Connery stared gloomily out of the glass-faced chamber at the racing clouds. Their dark face matched his mood. "I'm not sure we know what we're doing with Mike Asparian. But I think we may be ruining one damned good Trader."
"Indeed? That possibility must be evaluated. One moment." Daddy-O switched additional computing capacity from an Iceland facility in preparation for a possible extra load. "He seems to have performed impeccably. As well as anyone else in the whole training group, perhaps better."
"I'm not talking about negotiation skills, or test scores. They look superb; I know that as well as anyone. But I'm worried about the boy himself. I'm afraid that he's still an outsider—not just with the other three members of his team, though I sense a lot of animosity there. Kallario had been their leader and he believes that Asparian is challenging him. I feel sure it's their competition that's pushing all four of them along so fast—they're months ahead of any other quartet. But it's not helping Asparian, personally. He's trying desperately hard, but he's still like an alien among all the other trainees."
"Be specific."
"All right, I will. For a start, he didn't come from the usual Trader trainee background. We got him from a region which has never provided us with a recruit before. Most of the other candidates here are preselected by the time they are twelve years old, and they have a good idea even before then that they may become Traders. They belong to related families. Lots of them already know each other before they arrive here. Asparian didn't get out of the Lostlands until he was fourteen, and he had to be schooled privately because he couldn't speak Trader. Then he was pulled out of normal schooling a year early."
"He was as old as most trainees."
"Perhaps, but in my opinion he wasn't psychologically ready. That was your decision. He didn't know anyone well when he came here to
start training."
"His profiles showed that he was more than ready for Trader Training."

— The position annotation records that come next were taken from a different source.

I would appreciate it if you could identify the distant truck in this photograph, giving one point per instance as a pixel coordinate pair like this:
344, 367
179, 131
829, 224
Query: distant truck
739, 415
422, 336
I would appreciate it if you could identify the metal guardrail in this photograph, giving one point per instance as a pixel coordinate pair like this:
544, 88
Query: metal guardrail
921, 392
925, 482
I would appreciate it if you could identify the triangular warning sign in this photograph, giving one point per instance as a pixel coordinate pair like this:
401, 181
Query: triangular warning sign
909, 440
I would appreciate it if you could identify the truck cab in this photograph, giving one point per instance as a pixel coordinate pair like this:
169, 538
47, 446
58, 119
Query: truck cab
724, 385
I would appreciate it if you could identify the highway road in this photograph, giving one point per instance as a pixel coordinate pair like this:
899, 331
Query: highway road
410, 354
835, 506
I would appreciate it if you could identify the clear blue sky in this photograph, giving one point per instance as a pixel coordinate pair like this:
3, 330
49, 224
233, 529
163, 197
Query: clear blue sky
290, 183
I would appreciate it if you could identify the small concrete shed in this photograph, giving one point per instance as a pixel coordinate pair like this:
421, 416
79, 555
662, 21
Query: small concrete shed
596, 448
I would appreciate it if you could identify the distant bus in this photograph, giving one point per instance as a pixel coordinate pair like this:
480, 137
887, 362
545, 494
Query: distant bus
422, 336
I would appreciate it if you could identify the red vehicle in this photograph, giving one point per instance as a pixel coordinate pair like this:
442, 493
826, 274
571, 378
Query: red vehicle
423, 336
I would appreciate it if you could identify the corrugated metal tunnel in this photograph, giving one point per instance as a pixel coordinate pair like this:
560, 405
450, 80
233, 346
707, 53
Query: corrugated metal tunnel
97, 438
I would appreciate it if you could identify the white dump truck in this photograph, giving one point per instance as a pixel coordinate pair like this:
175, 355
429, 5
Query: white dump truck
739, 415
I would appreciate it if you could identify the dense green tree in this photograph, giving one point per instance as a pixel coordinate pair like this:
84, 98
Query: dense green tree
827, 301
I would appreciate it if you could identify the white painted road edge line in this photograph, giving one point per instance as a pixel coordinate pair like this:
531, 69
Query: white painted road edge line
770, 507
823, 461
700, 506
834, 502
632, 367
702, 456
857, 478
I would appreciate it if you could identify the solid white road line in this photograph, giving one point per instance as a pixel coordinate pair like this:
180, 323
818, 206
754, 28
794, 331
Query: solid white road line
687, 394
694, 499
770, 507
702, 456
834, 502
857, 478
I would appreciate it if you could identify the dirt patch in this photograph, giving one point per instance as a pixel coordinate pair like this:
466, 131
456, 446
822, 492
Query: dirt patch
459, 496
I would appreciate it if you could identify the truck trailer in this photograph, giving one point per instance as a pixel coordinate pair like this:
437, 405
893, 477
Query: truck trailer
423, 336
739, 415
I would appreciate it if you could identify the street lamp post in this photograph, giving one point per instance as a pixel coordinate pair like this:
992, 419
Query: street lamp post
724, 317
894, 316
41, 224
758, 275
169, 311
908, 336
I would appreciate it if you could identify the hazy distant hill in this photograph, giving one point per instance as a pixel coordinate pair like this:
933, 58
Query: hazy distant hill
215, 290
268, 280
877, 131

"Sure—mentally he's fine, smart as they come. But he's smaller than most of the others, and he still isn't totally comfortable with the language. He has a bit of a Hiver accent, can't pronounce 'th' correctly. I've caught some of the others laughing at him behind his back, imitating the way he pronounces things. 'Zis is mine, zat is yours.' "
"His accent is a good deal less pronounced than it was when he began with you, four months ago. It will not be a problem for much longer."
"Maybe not. But he still won't fit in. He just doesn't know the ropes. This will be hard for you to comprehend, but there's a network that precedes entry to formal Trader training. If you've not been part of it—and he wasn't—then you make social blunders. He has learned an enormous amount, but some things come hard. He was completely tongue-tied the other day when he had to talk to a Master Trader who was meeting with his group. All the other trainees were smooth as could be, and he could hardly manage a word. I'm sure it was just that he was overwhelmed—he thinks Master Traders are like gods—but it was hard on him. If only he had a bit more self-confidence. I've seen how his mind works, and that goes beyond anything we can measure on the tests. He doesn't have any idea of his own potential. Look, I know some people around here think I'm biased in his favor, just because Lucia and I found him. And maybe I am. But I think Mike Asparian could be something very special. Even another Max Dalzell."
Daddy-O remained silent.
"Well, maybe I'm going overboard when I say he could be like Big Max," Connery went on after a few more seconds. "But that's how well I think of him. And I don't like what's happening."
"One moment." Daddy-O was silent again, for so long that Connery wondered if they had lost the circuit. Nothing they were discussing should need that much computation. "Your notes and the student records suggest that you have not yet arrived at your main concerns," Daddy-O said at last. "You are still worried, are you not, by the remaining scheduled visits to the simulation facilities on the other islands?"